This is competitive pressures at work, similarly to IBM and other's investment in Linux in the early 2000's as a way to place competitive pressure on MS/Windows.

If you're not the leader in the field, and won't be able to catch up just by investing, you try to make the leadership in the field (Google's) irrelevant.

If the 2nd-best-by-small-margin base map info is open, having the best one isn't a competitive advantage anymore.

Second best? At least in my experience, OSM data is leaps and bounds better than Google Maps in every way possible, and it has been that way for a couple years now. The reason that I still use Google maps is that it's fast and well-integrated with my phone, and it has a lot of added features on top of the actual mapping that makes it very useful --- things like location sharing when you're on a longer road trip, creating a notification on your phone to route to an address from your browser, live traffic information, road closures, and business reviews. In terms of the actual data, though, the details available on OSM puts Google's data to shame.

I've been trying to get Google to fix an incorrect path drawn at a state park that I frequent. I've submitted an alternative route twice now, but it's been denied twice with little explanation. The path is a loop, but Google has it missing half of the loop, off by an eighth of a mile or so, and has it drawn where it cuts through private property. In contrast, OSM's data is completely spot on with what my GPS shows.

The park is in a tourist area, and I go to this park often enough that I've actually ran into multiple people visiting who have been standing on the trail with Google Maps open on their phone, thinking they've made a wrong turn.

I've experienced the same thing at GNP in Montana, BWCA in Minnesota/Canada, and all along the Richardson Highway in Alaska. If you're in a rural area or on public land, OSM data is the best available --- even better than what a ranger station would sell you.

Just another reply saying "OSM is completely useless where I live".

If I enter my street address into Google Maps, it shows my house. If I enter it into OSM it says "No results found" and can't even figure out what country or city I am in.

Just out of curiosity, have you looked into what data is missing? Is the house (or at least the street) mapped, but missing the street name or the house number (assuming you live somewhere where these are relevant), or is the street completely missing?

OSM doesn't support/understand the street numbering scheme used in my country. If I rewrite my address in the format OSM thinks I should be using, then at least it can find the street I am on.
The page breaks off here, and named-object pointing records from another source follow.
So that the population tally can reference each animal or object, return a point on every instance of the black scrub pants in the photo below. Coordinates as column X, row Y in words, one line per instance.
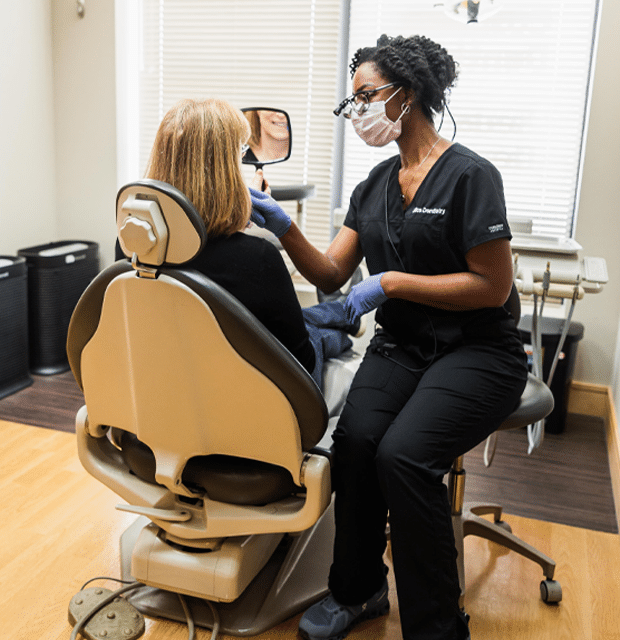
column 397, row 437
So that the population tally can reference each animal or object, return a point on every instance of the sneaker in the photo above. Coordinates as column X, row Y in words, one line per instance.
column 329, row 620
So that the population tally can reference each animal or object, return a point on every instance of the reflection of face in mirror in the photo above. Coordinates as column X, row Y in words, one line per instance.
column 270, row 141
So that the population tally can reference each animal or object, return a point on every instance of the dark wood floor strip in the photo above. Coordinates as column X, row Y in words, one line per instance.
column 566, row 480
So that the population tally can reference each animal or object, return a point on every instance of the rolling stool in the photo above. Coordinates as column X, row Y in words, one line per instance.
column 536, row 403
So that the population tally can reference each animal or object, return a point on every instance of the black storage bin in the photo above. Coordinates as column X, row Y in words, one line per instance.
column 551, row 332
column 14, row 365
column 58, row 273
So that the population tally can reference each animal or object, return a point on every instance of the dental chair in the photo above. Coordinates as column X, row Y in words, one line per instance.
column 205, row 425
column 536, row 403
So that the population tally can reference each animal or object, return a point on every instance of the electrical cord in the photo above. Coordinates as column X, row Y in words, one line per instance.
column 536, row 431
column 129, row 585
column 402, row 264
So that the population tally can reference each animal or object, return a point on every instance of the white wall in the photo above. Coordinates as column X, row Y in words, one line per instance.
column 598, row 226
column 85, row 122
column 27, row 167
column 58, row 150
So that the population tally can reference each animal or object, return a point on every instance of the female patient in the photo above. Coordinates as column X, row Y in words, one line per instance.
column 198, row 149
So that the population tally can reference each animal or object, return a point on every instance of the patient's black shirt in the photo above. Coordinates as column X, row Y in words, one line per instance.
column 253, row 271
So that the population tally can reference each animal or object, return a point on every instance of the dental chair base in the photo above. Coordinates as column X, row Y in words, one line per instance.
column 294, row 576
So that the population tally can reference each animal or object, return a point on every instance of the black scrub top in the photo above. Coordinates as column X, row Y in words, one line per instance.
column 459, row 205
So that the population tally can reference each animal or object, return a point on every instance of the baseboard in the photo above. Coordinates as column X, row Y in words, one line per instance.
column 597, row 400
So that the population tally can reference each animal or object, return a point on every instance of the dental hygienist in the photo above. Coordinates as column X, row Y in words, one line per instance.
column 446, row 365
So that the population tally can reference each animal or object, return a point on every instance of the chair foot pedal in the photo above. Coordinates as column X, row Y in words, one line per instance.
column 118, row 620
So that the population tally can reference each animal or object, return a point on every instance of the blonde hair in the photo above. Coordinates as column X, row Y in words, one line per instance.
column 197, row 149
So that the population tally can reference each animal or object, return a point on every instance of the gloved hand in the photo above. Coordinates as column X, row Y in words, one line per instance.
column 364, row 297
column 268, row 214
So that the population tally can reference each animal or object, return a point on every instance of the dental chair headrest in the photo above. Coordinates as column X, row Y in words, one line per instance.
column 158, row 224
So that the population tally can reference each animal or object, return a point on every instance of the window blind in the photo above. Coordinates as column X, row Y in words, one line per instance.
column 274, row 53
column 521, row 99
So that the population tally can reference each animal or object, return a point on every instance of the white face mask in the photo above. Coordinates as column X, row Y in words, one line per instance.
column 374, row 127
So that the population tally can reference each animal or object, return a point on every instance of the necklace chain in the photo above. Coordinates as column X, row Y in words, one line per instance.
column 415, row 173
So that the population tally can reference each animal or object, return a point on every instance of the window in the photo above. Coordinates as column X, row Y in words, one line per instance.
column 521, row 99
column 274, row 53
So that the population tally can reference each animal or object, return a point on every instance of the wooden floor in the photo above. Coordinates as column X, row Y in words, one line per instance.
column 566, row 480
column 59, row 528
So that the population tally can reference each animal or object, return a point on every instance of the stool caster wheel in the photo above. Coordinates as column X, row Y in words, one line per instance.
column 550, row 591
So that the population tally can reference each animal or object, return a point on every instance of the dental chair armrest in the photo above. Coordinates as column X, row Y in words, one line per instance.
column 103, row 461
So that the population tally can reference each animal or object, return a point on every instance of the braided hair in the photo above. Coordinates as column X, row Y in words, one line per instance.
column 417, row 63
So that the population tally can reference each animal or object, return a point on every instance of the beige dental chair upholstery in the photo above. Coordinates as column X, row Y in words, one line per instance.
column 204, row 424
column 536, row 403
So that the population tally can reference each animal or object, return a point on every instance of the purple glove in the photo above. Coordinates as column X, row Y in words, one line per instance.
column 268, row 214
column 364, row 297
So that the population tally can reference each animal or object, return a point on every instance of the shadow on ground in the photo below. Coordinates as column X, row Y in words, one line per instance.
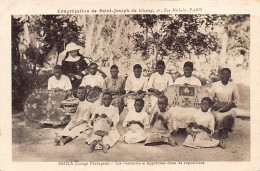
column 36, row 145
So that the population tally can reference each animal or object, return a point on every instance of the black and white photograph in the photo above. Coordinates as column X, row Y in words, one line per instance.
column 135, row 87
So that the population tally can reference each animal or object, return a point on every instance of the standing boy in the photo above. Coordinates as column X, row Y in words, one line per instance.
column 115, row 85
column 137, row 84
column 59, row 81
column 112, row 114
column 158, row 82
column 188, row 78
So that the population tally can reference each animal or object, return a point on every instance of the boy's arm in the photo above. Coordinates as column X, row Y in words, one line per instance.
column 115, row 118
column 146, row 122
column 68, row 85
column 83, row 82
column 77, row 124
column 126, row 120
column 49, row 84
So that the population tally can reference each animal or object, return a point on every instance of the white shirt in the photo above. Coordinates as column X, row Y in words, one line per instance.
column 224, row 93
column 134, row 116
column 111, row 112
column 204, row 118
column 189, row 80
column 135, row 84
column 160, row 82
column 83, row 111
column 92, row 80
column 72, row 59
column 63, row 83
But I'm not going to write addresses differently just for one website...especially when Google Maps understands how we write addresses.

You mean the search box doesn't handle it well?

How does https://photon.komoot.de/ do?

Yes, it works. Well, it is missing the location but it at least understands the format. What is it doing differently from the OSM site?

It's different software.

openstreetmap.org uses Nominatim:

https://github.com/openstreetmap/Nominatim

The photon link uses Photon:

https://github.com/komoot/photon

Nominatim processes OSM data, associating items of interest with features like town boundaries that enclose the item, or place markers that are nearby, and then is also a fairly pedantic search interface for that data.

Photon takes the data that Nominatim generates and sticks a more flexible search on top of it.

Checking for/creating an issue for Nominatim describing the address format that doesn't work well would be a useful thing to do, as global support is a goal there.